Counseling and support groups can be beneficial in addition to the traditional interventions mentioned. According to J. William Worded (1 982), many times people come for medical or psychiatric care unaware of the dynamics of grief, and this requires that the clinician help make the diagnosis” (p. 61 We will explore the diagnostic criteria for bereavement, take a look at the etiology, discuss symptoms and behaviors of grief, and delve into the impact of homicide on the grieving process. Due to the fact that grieving sis natural course of life there is no diagnostic criteria for grief.
Pathology is not attached to grief because it could then be viewed as an illness which it is not. Sometimes people call the riving process depression. It is important to understand that while grief may have some Of the same diagnostic criteria as major depressive disorder there are differences. According to the ADSM-V (201 3), with grief the predominate affect is feelings of emptiness, whereas with major depressive disorder a persistent depression with the inability to anticipate happiness or pleasure is most prevalent.
Research has shown that traumatic bereavement comes from a sudden death such as homicide or suicide, resulting in what is called persistent complex bereavement (complicated grief) due to the deadness and manner of death. Persistent complex bereavement can only be considered in adults if symptoms persist longer than 12 months after the person close to you has died and it is more prevalent in females than males (ADSM-V, 2013). The cause of bereavement is when someone to whom you were close to or loved has died. Individuals are unique and it would make sense that their grief would be too.
Research has shown there are many symptoms people can display when going through grief. J. William Worded (1982) said “Because the list of normal grief behavior is so extensive and aired, these behaviors can be described under four general categories: (1) feelings, (2) physical sensations, (3) cognitions, and (4) behaviors” (p. 20). Under the category of feelings symptoms would include: sadness, anger, guilt, anxiety, loneliness, fatigue, helplessness, shock, yearning, emancipation, relief, and numbness (Worded, 1982).
Somatic sensations can include: hollowness in the stomach, tightness in the chest or throat, oversensitivity to noise, diversification, short of breath, muscle weakness, dry mouth, and lack of energy (Worded, 1982). Cognitions for grief are varied. There are some Hough patterns that disappear after the early stages of grief and others that persist longer and trigger sadness and/or anxiety (Worded, 1982). Grief can cause thought patterns such as: disbelief, confusion/trouble concentrating, preoccupation, sense of presence, and hallucinations (Worded, 1982).
The range of behaviors that are often associated with bereavement are varied and vast. Common behaviors displayed are: sleep disturbances, appetite disturbances, absent-minded behavior, social withdrawal, dreams of the deceased, avoiding reminders of the deceased, searching and calling out for he deceased, restless overcapacity, crying, visiting places or carrying objects that remind the survivor of the deceased (Worded, 1982). When dealing with traumatic or sudden death, research has shown the grieving process can become complicated leading to what is known as persistent complex bereavement (ADSM-V, 2013).

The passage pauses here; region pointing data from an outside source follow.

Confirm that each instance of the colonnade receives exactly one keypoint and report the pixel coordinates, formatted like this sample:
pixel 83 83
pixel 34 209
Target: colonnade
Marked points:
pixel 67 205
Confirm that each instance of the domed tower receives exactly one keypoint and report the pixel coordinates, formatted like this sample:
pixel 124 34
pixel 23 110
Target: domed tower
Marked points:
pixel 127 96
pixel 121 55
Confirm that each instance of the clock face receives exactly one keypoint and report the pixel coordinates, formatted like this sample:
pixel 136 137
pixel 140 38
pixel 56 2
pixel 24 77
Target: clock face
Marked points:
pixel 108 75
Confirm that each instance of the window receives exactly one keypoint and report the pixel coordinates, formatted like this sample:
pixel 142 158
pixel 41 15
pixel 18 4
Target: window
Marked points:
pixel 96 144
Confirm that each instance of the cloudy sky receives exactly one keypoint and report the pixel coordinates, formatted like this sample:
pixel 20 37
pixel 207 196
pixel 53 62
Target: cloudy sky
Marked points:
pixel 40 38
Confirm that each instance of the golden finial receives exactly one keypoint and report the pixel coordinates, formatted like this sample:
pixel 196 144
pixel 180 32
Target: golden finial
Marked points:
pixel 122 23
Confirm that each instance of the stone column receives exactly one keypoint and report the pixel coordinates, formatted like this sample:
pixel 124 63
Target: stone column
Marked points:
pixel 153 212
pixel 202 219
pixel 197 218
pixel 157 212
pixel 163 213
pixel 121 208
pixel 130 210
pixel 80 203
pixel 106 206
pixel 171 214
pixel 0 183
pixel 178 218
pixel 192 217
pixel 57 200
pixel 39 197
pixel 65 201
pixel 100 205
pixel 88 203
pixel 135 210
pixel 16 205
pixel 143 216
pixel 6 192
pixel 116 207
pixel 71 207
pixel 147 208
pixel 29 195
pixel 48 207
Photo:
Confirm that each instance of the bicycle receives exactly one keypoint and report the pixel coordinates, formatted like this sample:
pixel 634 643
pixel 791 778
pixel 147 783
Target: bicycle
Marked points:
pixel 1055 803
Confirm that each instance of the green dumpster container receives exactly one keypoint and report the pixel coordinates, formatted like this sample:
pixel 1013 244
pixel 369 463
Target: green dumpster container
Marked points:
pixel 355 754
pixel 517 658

There may be a display of symptoms & manifestations that are outside of the average bereavement process such as increased anxiety, postgraduates stress disorder, intense guilt, auditory or visual hallucinations of the deceased, and preoccupation with the manner in which the person died (ADSM-V, 2013). According to the Centers for Disease Control National Center for Health Statistics (201 3), homicide is the third leading cause of death in men and the fifth leading cause in women in the age group twenty-five to thirty-four.
When someone has a spouse that has been murdered they can have trouble moving through the process of grieving. There is no way to prepare for the loss of a loved one through murder. The sudden and unpreventable nature leaves nothing but pain and anguish in its wake (Soars, 2001 Laurence Miller (2009) said, “The cruel and luscious nature of murder compounds the rage, grief, and despair of the survivors a deep and justifiable anger toward the killer alternately smolders and flares as investigations and legal actions meander along” (p. 8). There are other factors outside of grief that homicide survivors must handle. Media attention can be intrusive to some families compounding the grieving process. Often, there is a microphone shoved in their faces, trying to elicit a reaction or response (Soars, 2001 ). “Very often, in sensationalists cases, family members are subjected to frequent and in-depth discussions of he case and of their loved one’s lifestyle” (Soars, 2001 , p. 99).